Auch das Verhältnis zur Sprache sei ein »vampirhaftes«. Daher dem Parasitären verwandt, zeichnet sich der von Kathrin Röggla entworfene Blutsauger zudem durch ein Moment der feindlichen Übernahme aus. Man eigne »sich heute einfach an, was einem vermeintlich entgegengesetzt oder feindlich scheint.«16 Auch hier handelt es sich um eine wechselseitige Einflussnahme, denn nicht bloß das alltägliche Sprechen sei gefärbt von ökonomischem Gebaren, auch das Unternehmertum bediene sich umgekehrt der Sprache des Alltags, der Jugend- und Subkultur. So seien »Aneignung, Affirmation, feindliche Übernahme« vorherrschende Bewegungen der Gegenwart: »[E]s wird konsumiert, subsumiert. Eingemeindet, aufgesaugt und aufgebraucht.«17 Ohne diese explizit als parasitäre Bewegungen zu typisieren, besitzt Kathrin Rögglas Blick auf das gegenwärtige Handeln augenfällige Analogien zu Michel Serres‹ Definition eines Parasiten: »Der Parasit hält nicht ein, er hält nicht ein mit Essen, Trinken, Schreien, Rülpsen; er hört nicht auf, tausenderlei Geräusche zu machen und den Raum mit seinem Wuchern und seinem Getöse zu erfüllen. Der Parasit ist Expansion, er läuft, er wächst. Er dringt ein und besetzt. Und plötzlich quillt er über diese Seiten hinaus.«18 Anders als bei Kathrin Röggla, bei der die vereinnahmenden Tendenzen vorwiegend subversiven Charakter besitzen, wird Michel Serres' Parasit von kulinarischen Konnotationen dominiert.

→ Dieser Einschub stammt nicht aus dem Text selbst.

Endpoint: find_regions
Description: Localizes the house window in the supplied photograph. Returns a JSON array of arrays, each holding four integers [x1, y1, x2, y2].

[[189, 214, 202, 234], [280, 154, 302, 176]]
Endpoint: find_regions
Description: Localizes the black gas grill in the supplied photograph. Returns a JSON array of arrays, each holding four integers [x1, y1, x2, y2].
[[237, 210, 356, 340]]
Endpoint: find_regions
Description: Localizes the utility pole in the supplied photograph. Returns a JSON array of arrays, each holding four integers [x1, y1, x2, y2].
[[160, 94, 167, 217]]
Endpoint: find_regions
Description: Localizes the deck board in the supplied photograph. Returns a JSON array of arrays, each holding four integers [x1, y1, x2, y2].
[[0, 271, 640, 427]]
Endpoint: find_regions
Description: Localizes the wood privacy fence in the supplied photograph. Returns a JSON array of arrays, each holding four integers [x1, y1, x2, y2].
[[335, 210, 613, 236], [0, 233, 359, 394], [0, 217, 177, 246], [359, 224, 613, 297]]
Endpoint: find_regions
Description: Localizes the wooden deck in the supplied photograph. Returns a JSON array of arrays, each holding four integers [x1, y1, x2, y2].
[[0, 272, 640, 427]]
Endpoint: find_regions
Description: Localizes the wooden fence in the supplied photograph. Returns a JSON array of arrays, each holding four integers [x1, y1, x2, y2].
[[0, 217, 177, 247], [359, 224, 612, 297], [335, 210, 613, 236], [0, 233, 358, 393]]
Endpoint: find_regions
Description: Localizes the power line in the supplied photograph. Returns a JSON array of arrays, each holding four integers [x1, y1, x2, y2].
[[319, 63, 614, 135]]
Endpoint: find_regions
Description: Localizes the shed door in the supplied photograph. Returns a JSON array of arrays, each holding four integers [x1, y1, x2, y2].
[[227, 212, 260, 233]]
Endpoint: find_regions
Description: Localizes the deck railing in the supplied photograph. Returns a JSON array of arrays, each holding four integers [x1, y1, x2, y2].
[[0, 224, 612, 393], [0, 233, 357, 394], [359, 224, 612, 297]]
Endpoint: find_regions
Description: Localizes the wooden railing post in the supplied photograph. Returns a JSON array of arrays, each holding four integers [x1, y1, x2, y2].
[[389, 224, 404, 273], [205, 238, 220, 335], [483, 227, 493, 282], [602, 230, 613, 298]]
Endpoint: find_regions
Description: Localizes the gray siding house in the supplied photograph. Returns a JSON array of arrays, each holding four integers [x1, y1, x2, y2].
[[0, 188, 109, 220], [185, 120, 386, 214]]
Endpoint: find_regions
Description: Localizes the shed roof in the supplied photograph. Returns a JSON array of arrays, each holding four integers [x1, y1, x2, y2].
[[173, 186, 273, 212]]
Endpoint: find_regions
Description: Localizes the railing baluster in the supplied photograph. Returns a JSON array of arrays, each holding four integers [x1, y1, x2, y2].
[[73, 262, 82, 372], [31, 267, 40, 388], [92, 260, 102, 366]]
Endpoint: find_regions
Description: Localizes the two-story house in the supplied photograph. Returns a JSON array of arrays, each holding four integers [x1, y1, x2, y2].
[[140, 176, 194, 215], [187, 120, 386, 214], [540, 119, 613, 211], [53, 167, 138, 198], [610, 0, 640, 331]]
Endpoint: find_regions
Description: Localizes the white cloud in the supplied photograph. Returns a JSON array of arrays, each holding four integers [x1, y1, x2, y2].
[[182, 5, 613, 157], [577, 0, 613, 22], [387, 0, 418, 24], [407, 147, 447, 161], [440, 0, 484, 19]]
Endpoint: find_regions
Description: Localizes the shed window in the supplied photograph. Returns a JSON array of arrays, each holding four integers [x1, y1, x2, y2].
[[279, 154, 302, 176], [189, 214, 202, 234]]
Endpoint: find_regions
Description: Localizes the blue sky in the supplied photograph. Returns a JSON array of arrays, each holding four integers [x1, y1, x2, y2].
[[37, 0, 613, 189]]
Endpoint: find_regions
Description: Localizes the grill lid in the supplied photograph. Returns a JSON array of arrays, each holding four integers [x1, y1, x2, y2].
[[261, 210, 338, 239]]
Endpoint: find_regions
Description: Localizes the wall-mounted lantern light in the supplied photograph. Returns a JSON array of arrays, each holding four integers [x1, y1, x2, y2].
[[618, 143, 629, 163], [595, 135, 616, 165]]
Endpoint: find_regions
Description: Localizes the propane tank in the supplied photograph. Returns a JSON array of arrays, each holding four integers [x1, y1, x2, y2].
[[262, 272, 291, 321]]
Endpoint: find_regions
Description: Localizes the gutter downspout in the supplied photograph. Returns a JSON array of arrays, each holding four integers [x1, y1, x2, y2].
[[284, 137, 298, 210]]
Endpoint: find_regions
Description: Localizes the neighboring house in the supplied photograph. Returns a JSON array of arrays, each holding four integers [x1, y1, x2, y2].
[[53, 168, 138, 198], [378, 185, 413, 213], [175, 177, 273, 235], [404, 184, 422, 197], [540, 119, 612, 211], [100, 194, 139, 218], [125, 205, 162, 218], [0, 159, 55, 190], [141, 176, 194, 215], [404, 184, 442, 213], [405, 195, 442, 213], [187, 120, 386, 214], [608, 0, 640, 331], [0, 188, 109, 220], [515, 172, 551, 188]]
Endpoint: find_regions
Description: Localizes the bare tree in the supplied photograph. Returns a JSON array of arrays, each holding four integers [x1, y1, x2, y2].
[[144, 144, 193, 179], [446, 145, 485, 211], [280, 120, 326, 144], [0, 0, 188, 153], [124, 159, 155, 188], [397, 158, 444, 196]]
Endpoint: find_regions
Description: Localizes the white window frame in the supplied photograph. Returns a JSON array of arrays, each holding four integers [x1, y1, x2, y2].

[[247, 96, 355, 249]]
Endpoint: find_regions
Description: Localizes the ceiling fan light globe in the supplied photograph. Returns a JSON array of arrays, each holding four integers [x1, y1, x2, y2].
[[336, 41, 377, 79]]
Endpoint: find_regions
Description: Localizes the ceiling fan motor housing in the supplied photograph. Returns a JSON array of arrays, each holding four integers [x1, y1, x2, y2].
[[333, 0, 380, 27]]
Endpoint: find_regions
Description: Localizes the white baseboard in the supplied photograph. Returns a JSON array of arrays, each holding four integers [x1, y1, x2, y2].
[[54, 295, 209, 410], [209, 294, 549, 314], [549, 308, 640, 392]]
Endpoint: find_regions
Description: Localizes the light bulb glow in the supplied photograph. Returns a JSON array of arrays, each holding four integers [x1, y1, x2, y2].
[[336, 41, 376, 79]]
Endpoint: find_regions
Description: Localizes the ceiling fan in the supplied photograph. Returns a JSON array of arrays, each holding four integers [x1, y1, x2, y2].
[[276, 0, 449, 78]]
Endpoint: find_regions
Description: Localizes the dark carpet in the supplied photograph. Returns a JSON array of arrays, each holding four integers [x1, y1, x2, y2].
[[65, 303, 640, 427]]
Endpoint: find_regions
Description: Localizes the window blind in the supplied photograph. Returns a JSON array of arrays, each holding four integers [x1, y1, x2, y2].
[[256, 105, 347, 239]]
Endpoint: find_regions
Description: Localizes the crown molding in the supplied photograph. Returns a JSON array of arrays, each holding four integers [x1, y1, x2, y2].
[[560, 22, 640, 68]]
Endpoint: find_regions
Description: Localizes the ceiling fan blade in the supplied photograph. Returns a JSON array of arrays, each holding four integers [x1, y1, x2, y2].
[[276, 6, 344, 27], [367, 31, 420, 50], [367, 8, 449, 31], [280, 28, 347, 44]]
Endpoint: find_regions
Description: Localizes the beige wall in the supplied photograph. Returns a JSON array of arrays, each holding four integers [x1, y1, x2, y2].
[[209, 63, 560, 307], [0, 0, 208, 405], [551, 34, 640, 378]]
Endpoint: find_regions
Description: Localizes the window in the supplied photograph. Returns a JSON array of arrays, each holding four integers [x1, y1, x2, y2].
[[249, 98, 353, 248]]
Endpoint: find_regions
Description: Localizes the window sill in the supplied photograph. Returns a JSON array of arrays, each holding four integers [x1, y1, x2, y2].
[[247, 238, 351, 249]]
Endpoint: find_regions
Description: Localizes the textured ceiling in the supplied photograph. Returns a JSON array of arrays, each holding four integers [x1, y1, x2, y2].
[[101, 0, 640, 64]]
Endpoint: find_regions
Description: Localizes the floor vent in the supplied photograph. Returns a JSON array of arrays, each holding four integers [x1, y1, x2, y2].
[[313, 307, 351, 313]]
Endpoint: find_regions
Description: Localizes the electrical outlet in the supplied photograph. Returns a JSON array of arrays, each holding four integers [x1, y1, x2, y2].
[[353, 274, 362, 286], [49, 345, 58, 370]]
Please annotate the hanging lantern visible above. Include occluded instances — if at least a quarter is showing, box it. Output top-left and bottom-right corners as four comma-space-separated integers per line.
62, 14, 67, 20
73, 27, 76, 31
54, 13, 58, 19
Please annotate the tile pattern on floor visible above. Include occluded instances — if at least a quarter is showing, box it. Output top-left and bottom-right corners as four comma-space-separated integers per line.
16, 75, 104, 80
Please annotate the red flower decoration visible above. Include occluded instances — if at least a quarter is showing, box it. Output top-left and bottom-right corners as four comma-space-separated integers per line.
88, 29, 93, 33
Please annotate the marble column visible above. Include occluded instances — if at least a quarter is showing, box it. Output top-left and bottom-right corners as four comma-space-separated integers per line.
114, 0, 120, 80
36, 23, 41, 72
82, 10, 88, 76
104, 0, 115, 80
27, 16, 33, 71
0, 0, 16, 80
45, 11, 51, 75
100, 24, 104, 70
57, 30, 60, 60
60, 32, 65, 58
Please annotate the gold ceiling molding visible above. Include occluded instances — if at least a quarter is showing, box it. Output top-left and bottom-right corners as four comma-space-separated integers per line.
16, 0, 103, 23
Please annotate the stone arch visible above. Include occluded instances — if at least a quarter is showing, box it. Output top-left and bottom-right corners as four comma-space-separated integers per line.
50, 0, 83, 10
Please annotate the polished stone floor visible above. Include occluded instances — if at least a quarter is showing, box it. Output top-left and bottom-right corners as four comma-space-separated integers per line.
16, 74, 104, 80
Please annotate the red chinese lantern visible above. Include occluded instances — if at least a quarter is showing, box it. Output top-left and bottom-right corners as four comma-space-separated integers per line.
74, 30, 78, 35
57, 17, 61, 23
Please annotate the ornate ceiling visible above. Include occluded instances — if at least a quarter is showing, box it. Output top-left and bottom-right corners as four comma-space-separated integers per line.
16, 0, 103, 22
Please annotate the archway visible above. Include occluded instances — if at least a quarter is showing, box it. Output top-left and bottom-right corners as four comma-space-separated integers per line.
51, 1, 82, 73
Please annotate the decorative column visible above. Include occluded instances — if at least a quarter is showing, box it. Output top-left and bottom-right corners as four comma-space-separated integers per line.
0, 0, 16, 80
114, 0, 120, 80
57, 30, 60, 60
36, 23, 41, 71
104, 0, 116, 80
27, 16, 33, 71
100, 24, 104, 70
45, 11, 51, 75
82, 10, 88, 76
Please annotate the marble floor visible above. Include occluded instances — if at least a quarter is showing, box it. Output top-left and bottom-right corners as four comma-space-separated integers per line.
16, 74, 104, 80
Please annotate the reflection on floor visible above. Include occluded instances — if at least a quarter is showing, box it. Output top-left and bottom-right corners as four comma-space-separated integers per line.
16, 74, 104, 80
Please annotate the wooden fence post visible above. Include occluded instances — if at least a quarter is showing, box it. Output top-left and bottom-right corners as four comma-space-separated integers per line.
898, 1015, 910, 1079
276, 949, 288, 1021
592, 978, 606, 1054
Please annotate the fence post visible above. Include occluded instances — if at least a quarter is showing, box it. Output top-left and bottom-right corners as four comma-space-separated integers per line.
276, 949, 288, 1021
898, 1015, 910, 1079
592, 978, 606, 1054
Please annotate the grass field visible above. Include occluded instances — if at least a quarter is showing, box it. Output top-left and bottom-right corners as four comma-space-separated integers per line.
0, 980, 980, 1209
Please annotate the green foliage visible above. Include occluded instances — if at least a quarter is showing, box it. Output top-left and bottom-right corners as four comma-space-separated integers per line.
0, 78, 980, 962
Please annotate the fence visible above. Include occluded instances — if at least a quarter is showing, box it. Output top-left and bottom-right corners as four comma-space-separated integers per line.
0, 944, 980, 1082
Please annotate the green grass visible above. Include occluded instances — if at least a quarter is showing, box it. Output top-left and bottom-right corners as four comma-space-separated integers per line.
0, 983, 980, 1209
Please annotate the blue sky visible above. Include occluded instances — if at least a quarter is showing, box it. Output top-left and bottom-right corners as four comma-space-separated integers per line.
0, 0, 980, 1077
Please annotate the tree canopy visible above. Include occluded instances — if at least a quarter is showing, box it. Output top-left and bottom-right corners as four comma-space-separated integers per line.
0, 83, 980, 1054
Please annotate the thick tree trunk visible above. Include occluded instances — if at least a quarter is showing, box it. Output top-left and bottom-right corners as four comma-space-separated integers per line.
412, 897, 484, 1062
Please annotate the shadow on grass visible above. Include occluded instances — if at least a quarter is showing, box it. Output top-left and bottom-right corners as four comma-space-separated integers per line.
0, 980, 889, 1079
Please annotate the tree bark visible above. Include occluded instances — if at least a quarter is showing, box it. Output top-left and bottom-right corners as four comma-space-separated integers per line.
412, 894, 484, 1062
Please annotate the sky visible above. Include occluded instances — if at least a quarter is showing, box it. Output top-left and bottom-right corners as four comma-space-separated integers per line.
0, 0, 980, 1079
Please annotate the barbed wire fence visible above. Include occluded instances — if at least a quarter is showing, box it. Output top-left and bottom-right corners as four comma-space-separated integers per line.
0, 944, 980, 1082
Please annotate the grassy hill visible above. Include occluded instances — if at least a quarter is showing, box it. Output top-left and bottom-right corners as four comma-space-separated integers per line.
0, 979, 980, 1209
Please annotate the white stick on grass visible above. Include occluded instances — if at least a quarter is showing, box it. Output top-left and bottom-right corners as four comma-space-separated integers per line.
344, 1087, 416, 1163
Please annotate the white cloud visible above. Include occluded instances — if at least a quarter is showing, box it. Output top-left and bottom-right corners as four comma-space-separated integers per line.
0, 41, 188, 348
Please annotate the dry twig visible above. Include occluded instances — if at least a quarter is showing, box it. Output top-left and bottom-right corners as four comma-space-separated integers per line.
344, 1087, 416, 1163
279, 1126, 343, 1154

Auch laut Jacques Derrida, der dem Parasitären annektierende und zugleich entlastende Züge zuträgt, gehört »das Wort Parasit von Anfang an zum Bereich des ›Mitessens‹«.19
»War es nicht vielmehr ein Rauschen, ein Parasit?«20 – Etymologisch gesehen weist Michel Serres in seiner Arbeit Der Parasit auf insgesamt drei Bedeutungen des Parasiten hin: Er ist nicht nur »lebendes Tier und menschliche Beziehung«, sondern auch »physikalisches Rauschen«.21 Daran angelehnt erläutert Claudia Jost in ihrer Logik des Parasitären die akustische Bedeutungsebene des Parasiten als »ein Knistern und Rauschen in den medialen Leitungen, ein Nebengeräusch, das die Bedeutungsübertragung stört und den Sinn entstellt«.22 Es verwundert nicht, dass auch die Gesprächssituation in Kathrin Rögglas Stottern und Stolpern akustisch gestört wird: Während noch über den Verlust räumlicher Konturen und Grenzverwischung – ebenso Eigenschaften des Parasitären – sinniert wird, meldet sich eine »Stimme […] aus dem Off«, wird ein Flüstern hörbar, das nicht weiter zuzuordnen ist.23 Die fremde Stimme bedient sich wiederum fremder Rede, genauer: »eines Textes von Gilles Deleuze«.24 Ohne es zu wissen, wird der akustische Einwurf einem ›Mitarbeiter‹ zugeschrieben, obwohl der nachstehenden Erkundigung lediglich Schweigen entgegengebracht wird: »Hoppla, da arbeitet jemand offensichtlich bei mir mit!«25 Akustische Interruption und Schweigen gehen in eins. Laut Michel Serres »kreuzt, diagonalisiert [der Parasit] den Austausch«.26 Die parasitäre Durchkreuzung führt jedoch nicht etwa dazu, dass die Unterhaltung ins Stocken gerät. Vielmehr gibt die »kontrapunktische Stimme«,27 die selbst parasitiert, indem sie von Deleuze abkupfert, Anlass, die Richtung zu ändern, vom Skript abzuweichen und ganz allgemein über das »Gespräche führen«28 nachzudenken:
Ein Gespräch ist ein Prozess, der die eigene Position verändert. Dieser Aspekt interessiert mich, nicht zuletzt, weil er meist unter den Tisch gekehrt wird. In der Kommunikation reinszenieren wir nicht nur Identitäten, wir hören uns auch welche ab, stecken uns an, richten uns aufeinander ein […]. Wir befinden uns mehr im Zwischenmenschlichen als im Menschlichen, und ich halte die Zwischenmenschen für die interessantere Spezies.29
So ist die zuvor erfolgte Wendung im Gespräch zugleich Teil der Definition, die nachfolgend aufgestellt wird. Das Parasitäre entpuppt sich hier sowohl als »Agent[…] der Veränderung«30 als auch als »Agent der Zwischenräume«.31 Randphänomene des Abhörens und Ansteckens gehen mit ihm einher, Grenzen werden markiert und zugleich verwischt. Der Parasit wie der »Zwischenmensch« sind gewissermaßen mediale Figuren, da sie sich »auf der Beziehung«32 befinden und die Mechanismen des Zwischenraums stören, lenken, modellieren und verschieben.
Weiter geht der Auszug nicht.